Há quem diga que é uma autobiografia disfarçada de ficção. Certo é que Aparição é um romance de várias camadas, um dos mais elogiados da obra de Vergílio Ferreira, e parece refletir o pensamento que leva o autor a mover-se do neorrealismo para o existencialismo. Alberto Soares é o narrador de serviço numa narrativa que é, na sua grande maioria, a memória do ano em que, ainda jovem e em luto pela perda do pai, se mudou para Évora para trabalhar como professor de Português. Por lá encontra um amigo antigo do pai e conhece as suas três filhas, chegando mesmo a envolver-se romanticamente com uma. Mas esta não é uma simples história de amor, embora inclua os habituais altos e baixos do género. A verdadeira jornada do protagonista é existencial. Alberto Soares procura a sua aparição.

“O que pretendi em Aparição foi a necessidade, para uma realização total do homem, de ele se redescobrir a si próprio, não nos limites de uma estreita individualização, mas no da sua condição humana”, explica Vergílio Ferreira. E, de facto, o principal problema do seu personagem – e porventura alter ego – é descobrir-se a si próprio a fim de compreender enfim o que pretende para a vida. Sentir a “aparição” da sua real natureza.
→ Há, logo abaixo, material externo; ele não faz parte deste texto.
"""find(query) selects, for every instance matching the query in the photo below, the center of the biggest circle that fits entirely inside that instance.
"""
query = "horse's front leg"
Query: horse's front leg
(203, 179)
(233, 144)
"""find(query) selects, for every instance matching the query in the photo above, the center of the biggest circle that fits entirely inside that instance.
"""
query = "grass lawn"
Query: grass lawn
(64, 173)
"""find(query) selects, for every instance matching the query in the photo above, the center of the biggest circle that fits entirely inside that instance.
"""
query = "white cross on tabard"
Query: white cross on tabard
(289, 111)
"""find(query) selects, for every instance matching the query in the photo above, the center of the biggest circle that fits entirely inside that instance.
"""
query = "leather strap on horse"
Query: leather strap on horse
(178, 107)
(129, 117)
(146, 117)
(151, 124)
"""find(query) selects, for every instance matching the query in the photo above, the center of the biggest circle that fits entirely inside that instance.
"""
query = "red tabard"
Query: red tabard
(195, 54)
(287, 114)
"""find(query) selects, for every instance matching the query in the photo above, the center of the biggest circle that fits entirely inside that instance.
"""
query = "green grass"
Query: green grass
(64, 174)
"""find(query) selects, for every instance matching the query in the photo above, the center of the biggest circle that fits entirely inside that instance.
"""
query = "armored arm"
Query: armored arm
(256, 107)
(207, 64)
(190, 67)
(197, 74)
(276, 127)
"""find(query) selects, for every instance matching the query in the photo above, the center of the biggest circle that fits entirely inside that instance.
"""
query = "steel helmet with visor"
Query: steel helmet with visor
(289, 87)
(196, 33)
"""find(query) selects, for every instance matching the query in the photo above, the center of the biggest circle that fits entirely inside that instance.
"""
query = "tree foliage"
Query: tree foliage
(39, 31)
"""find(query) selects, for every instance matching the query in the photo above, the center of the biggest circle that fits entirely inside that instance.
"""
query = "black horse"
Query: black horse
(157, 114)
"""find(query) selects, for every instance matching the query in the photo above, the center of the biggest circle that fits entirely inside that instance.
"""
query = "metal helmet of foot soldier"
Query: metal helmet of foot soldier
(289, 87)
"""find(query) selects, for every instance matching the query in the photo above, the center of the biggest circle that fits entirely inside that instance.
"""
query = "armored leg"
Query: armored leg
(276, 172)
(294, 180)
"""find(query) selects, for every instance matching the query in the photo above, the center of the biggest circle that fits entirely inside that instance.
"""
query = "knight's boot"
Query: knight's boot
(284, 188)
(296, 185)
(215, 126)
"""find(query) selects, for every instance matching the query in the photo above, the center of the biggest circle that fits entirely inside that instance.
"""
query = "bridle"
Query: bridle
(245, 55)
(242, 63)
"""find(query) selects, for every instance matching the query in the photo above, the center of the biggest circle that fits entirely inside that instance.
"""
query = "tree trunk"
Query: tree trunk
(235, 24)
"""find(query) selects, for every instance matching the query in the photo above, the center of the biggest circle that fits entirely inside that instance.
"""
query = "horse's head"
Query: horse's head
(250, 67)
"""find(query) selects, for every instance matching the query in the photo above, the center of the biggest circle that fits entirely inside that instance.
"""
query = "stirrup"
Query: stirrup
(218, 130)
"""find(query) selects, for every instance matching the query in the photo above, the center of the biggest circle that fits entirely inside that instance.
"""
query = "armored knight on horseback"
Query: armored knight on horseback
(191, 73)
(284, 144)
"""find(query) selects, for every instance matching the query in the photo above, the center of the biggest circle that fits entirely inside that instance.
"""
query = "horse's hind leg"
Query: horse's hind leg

O conflito de Aparição é, por isso, essencialmente interno. Vergílio Ferreira dá a entender que a vida não pode ser reduzida à satisfação das necessidades fisiológicas básicas. Ou, por outras palavras, que nem só de pão vive o Homem. Através das ideias existenciais de Alberto Soares e dos problemas que vão envolvendo o restante elenco, constrói um ensaio disfarçado de romance que se interroga sobre aspetos tão diversos da condição humana como o desejo de autorrealização, o conceito de autenticidade e o significado da morte. O mesmo desassossego parece ter atormentado Vergílio Ferreira, também ele professor com trabalho feito em Évora. É nesta fase que o autor abandona em definitivo os valores naturalistas para adotar um pensamento filosófico sob o qual, nas palavras de Jean-Paul Sartre, “a existência precede e governa a essência”.

Publicado em 1959, Aparição é amplamente analisado em ensaios, jornais e revistas literárias, em especial na década de 1970, permanecendo ainda hoje como uma das obras maiores da literatura portuguesa. Não deixa de ter alguma graça que, enquanto se tentava encontrar, Vergílio Ferreira tenha engendrado o livro que possibilitou que ainda hoje o encontrem.